Au Royaume-Uni, le Science Council tire la sonnette d’alarme : les codeurs ne sont pas assez nombreux alors que le nombre d’employés travaillant dans les technologies de l’information progressera de 39 % d’ici à 2030. Les « métiers du futur », avec leur large composante numérique, exigeront une compétence de codage. Et plus on commence jeune… Chacun sait que l’avenir d’un être humain se décide largement en maternelle. C’est là qu’il faut commencer à coder.
Mieux vaut coder les machines qu’être codé par les machines. Mitchel Resnick, professeur en pédagogie au Media Lab du MIT, a inventé Scratch, la plateforme du code sans peine. Pour lui, il ne s’agit pas seulement d’apprendre à coder. En codant, les enfants apprennent à apprendre. Ils se familiarisent avec les maths et l’informatique mais surtout, ils découvrent des stratégies pour résoudre les problèmes, concevoir les projets, communiquer des idées et « designer » les solutions. L’homme sachant coder est un homme augmenté qui sait non seulement lire des médias numériques, mais les écrire. De spectateur submergé, il devient acteur informé.

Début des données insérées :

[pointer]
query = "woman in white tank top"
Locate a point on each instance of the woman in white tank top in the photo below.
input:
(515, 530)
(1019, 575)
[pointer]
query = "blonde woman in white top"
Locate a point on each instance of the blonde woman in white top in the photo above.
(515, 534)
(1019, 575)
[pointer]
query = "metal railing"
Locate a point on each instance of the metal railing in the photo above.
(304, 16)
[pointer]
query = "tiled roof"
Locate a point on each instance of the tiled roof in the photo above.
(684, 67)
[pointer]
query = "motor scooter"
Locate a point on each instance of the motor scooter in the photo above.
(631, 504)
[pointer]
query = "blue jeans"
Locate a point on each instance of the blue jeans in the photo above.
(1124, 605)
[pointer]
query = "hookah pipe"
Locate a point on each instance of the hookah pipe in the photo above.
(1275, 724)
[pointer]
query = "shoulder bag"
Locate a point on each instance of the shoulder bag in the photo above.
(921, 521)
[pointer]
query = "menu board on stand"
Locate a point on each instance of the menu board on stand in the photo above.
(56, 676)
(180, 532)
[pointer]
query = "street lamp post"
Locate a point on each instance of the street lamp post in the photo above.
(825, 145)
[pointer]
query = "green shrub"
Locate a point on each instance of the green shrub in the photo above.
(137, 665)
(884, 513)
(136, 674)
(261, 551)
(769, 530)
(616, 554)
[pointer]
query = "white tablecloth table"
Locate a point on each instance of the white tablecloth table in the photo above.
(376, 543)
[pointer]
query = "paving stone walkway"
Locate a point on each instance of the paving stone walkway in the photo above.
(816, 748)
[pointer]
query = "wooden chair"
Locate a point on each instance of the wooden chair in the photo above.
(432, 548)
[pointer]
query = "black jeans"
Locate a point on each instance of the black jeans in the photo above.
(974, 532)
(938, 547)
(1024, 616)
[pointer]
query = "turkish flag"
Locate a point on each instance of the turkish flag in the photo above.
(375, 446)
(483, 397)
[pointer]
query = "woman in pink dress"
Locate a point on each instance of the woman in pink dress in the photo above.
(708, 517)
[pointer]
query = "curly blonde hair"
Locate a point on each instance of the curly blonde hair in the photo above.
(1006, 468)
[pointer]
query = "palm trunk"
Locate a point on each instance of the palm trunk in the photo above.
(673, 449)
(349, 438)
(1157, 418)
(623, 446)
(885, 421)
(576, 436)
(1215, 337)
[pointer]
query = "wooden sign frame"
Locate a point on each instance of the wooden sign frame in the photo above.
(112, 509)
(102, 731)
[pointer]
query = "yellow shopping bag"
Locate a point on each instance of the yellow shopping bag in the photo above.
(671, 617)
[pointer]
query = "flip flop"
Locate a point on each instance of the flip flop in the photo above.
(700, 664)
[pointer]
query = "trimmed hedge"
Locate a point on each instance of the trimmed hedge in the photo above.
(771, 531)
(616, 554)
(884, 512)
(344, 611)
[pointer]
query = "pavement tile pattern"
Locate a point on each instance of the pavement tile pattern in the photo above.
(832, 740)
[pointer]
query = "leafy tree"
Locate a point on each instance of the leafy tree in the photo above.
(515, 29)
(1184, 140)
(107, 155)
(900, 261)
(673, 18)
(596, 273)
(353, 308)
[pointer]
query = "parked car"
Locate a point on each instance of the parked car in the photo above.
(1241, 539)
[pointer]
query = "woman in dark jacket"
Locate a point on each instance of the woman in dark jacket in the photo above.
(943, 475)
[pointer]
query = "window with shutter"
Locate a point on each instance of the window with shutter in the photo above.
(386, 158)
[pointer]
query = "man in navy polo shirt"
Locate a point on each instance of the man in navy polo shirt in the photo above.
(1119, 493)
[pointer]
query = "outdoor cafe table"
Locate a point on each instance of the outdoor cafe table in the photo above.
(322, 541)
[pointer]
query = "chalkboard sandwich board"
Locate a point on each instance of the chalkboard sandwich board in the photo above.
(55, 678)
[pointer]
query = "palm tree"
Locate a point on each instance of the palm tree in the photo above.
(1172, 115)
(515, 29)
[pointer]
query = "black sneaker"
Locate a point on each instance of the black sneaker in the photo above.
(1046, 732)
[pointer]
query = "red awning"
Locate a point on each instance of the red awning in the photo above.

Coder, c’est peut-être aussi le remède contre un fléau qui ravage la jeunesse de la planète : la passivité neuronale devant l’écran. Le codage pour tous, c’est un premier pas pour faire en sorte que les machines restent des machines, quitte à décevoir les adeptes de la singularité. Grâce à l’apprentissage du code, le cerveau accède à de nouvelles dimensions. Les plus mordus des « geeks » mettent toutefois en garde. Passé un certain niveau, la programmation informatique devient une fin psychologique en soi, un besoin, une addiction. Comme la composition pour les musiciens.